As generative AI transforms how work is performed, the drivers of productivity and resilience are shifting — away from technical skills alone and toward the human capacity to think critically, make sound judgements, collaborate effectively and adapt alongside intelligent systems.

Latest research by Swinburne Adjunct Professor and Working Futures Chair Dr. Marcus Bowles outlines why 'human capability' rather than 'skills' should be the framework by which we measure workforce productivity and its future readiness. This white paper extends his work developing frameworks for recognising, measuring and mobilising human capability as a driver of workforce performance and long-term value. 
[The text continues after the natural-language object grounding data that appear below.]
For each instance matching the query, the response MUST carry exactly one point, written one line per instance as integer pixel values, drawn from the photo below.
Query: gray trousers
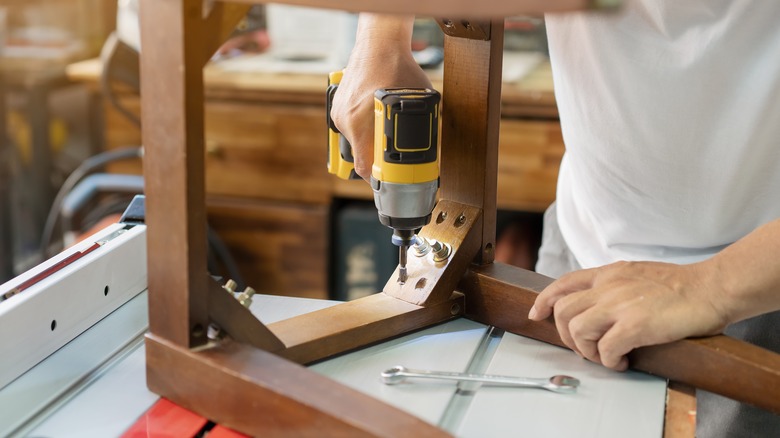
(716, 416)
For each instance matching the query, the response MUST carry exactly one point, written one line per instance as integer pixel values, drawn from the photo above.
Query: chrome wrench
(557, 383)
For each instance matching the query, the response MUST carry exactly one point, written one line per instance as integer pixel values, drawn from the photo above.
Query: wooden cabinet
(269, 194)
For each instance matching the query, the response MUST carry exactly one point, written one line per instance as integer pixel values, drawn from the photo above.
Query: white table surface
(113, 395)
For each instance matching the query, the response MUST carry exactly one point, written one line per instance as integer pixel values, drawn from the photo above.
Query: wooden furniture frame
(254, 380)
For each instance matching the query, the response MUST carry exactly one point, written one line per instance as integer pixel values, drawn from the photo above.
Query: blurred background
(71, 156)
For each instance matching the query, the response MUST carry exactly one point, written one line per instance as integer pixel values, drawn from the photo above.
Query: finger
(615, 344)
(566, 309)
(568, 284)
(363, 154)
(587, 328)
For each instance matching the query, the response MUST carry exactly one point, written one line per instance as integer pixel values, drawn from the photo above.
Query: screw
(246, 297)
(230, 285)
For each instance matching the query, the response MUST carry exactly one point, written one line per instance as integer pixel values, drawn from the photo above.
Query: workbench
(95, 385)
(269, 196)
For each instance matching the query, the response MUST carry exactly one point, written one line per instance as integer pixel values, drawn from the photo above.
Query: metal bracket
(464, 28)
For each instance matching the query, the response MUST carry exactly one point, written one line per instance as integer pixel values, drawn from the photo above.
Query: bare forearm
(749, 274)
(454, 8)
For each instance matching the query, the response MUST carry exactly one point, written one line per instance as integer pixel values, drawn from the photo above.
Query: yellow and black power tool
(405, 174)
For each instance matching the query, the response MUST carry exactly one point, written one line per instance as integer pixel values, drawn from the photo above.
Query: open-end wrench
(557, 383)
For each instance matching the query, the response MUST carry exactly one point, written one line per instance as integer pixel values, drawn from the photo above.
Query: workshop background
(70, 143)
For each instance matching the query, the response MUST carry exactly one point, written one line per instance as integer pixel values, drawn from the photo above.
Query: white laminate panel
(607, 404)
(107, 407)
(272, 308)
(57, 378)
(447, 347)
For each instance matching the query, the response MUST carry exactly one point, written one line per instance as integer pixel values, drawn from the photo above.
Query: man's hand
(604, 313)
(381, 58)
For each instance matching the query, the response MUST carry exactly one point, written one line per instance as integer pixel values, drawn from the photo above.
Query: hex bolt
(441, 251)
(245, 298)
(421, 246)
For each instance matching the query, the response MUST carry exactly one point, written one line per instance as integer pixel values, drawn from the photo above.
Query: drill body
(405, 174)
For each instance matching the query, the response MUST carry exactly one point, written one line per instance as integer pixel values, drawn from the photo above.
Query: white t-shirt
(671, 117)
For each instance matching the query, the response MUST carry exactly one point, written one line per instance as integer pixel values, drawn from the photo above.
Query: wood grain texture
(317, 335)
(238, 322)
(273, 152)
(471, 112)
(502, 295)
(530, 153)
(172, 118)
(260, 394)
(432, 282)
(455, 8)
(680, 417)
(280, 248)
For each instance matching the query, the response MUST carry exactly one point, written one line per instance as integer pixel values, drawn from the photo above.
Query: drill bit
(402, 275)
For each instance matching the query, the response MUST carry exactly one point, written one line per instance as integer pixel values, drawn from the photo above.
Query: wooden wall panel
(530, 153)
(281, 249)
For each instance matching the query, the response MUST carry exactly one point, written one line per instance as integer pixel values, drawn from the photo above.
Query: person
(666, 223)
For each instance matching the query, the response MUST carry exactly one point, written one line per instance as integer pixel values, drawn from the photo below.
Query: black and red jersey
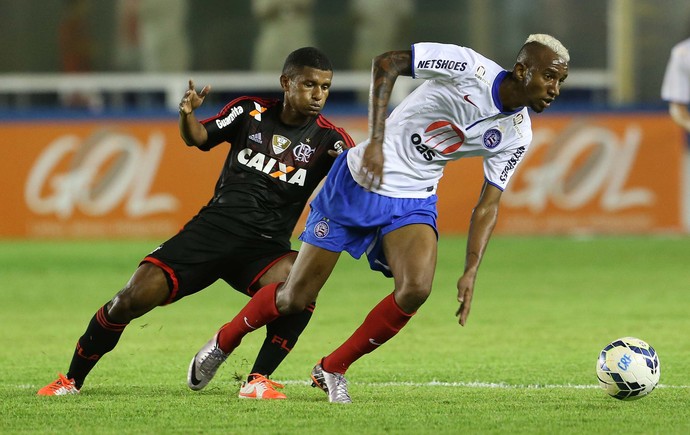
(271, 169)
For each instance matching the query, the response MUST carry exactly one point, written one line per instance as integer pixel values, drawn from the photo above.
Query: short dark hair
(306, 57)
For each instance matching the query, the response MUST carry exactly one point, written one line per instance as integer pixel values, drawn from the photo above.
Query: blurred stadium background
(89, 90)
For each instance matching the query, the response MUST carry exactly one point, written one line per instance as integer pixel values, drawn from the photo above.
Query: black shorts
(201, 253)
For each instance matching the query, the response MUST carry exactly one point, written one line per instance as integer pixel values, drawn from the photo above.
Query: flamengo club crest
(280, 143)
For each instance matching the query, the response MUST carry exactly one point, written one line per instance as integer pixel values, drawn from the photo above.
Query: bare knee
(289, 301)
(147, 289)
(411, 296)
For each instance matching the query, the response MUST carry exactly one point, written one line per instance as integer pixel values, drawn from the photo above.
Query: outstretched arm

Swinburne Edge engages with Dr Bowles' research and insights to inform its leadership thinking and award-winning work with business.

Key findings

Skills describe what people can do in stable conditions: the tasks they perform and the knowledge they apply.

Capabilities describe the durable abilities expressed through how people think, behave, build relationships, adapt and act under uncertainty.

 As AI automates task-based work, the economic value of skills decline while the value of human capability rises.

Workforce systems and national taxonomies that continue to measure skills rather than capabilities risk miscalculating investment and undervaluing human contribution.

Implications for workforce systems

  • Skills remain essential but are declining in marginal value as AI absorbs task-based work.
  • Capability must be evidenced through demonstrated outcomes, not training or credentials alone.
  • Workforce metrics must shift from measuring inputs and task performance to recognising consequences and value created.
  • AI should amplify human capability and intelligence rather than merely replace human activity.
  • "Until systems of recognition and financial reporting shift from inputs and tasks to capability expressed through human abilities revealed under novelty, uncertainty, and consequence, the full economic potential of human intelligence in an AI-enabled world will remain unrealised."